Our ultimate inspiration was to enable the easy and fair purchase of popular sneakers for all. Shoes such as the Adidas Yeezy Boost are extremely popular, selling out nearly instantly online and attaining resale values of up to 500% the price of retail.

What it does:

In today's world of online buying, consumers are often cheated out of products by automated scripts that purchase items faster than humanly possible. One solution to this issue was a lottery system produced by Adidas, in which users would randomly get let in to purchase by IP address. However, in recent Adidas sneaker drops, this system was being bypassed by technically-savvy users in order to accumulate many pairs for the sole purpose of resale, leaving regular fans of the shoe sneaker-less. By utilizing a vulnerability in the Adidas website, we allow our users to skip their lottery queue and maintain a time-competitive advantage.

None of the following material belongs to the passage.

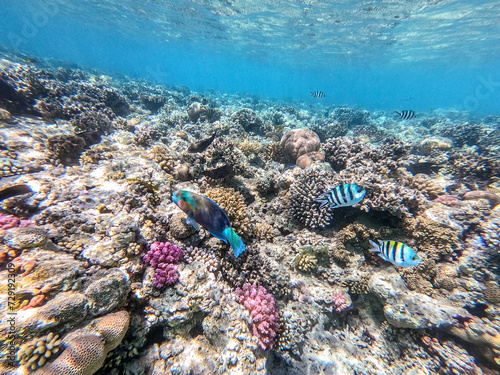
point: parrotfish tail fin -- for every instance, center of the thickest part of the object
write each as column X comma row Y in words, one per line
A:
column 235, row 241
column 375, row 247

The simple and accessible Android interface we've developed prompts users to log in, choose the shoe they want to purchase, choose their shoes size, solve a recaptcha, then submit this request to Adidas’s server. If the shoe is successfully added, our app will take the user to their shopping cart to checkout.

How we built it:

We implemented a previously discovered open-source backdoor add to cart procedure that was posted on Twitter by fellow sneaker fans. However, the backdoor in its given state was user unfriendly and difficult to set-up. Our client android application interacts with our server running on Amazon EC2 to submit Adidas account log-in info, a requested shoe and corresponding size. Our server returns full inventory counts for a given shoe, as well as adsd that shoe to a user's cart bypassing any standard waiting periods. Our server interacts with Adidas by using a library called htmlunit, facilitating fast and easy HTML requests with full JS support.

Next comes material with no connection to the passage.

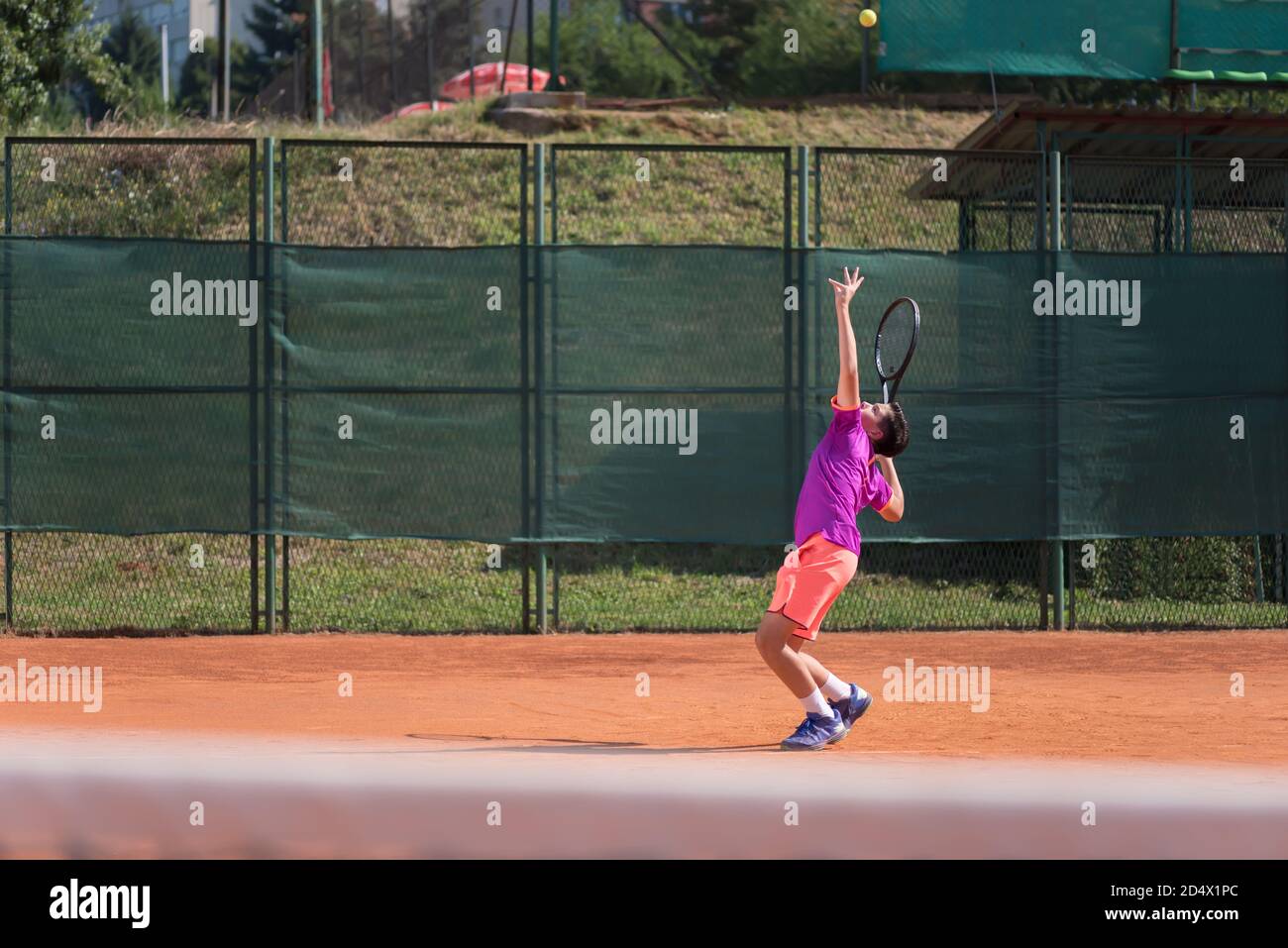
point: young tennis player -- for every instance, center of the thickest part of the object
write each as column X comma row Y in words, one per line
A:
column 842, row 478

In order to prevent bots from purchasing sneakers, Adidas implements Google reCaptcha to reduce the spamming of server requests. However, for us to be able to add a shoe to a user’s cart, we would need to execute this Google reCaptcha and receive the data from it to send to the Adidas servers. Google reCaptcha by default restricts us from getting a captcha token while not on the Adidas domain. To workaround this, we run a local Android web server that spoofs this in order to receive the necessary captcha token.

We originally intended to have a client-focused base in which the client application runs the backdoor vulnerability. However, we could not find appropriate tools to accomplish what we needed on Android (lack of full java / java.x implementation). Thus, we had to introduce an external server to facilitate the add-to-cart process for us.


We created a threaded server implementation for the backend to prevent lag from the client’s perspective. We also allow the client to see full stock levels of a given shoe, rather than simply in stock / sold out.

What I learned:

Most of our team had to learn Android application development for the first time in addition to HTML / JavaScript for the backend server interaction code. We had never deployed code to a running server on Amazon EC2 before, so that was a new experience as well.

What's next for QuicKicks

Targeting other mobile platforms, app notifications for hot release dates, and encouraging talks about how to develop fair online consumption policies to protect consumers from automated programs.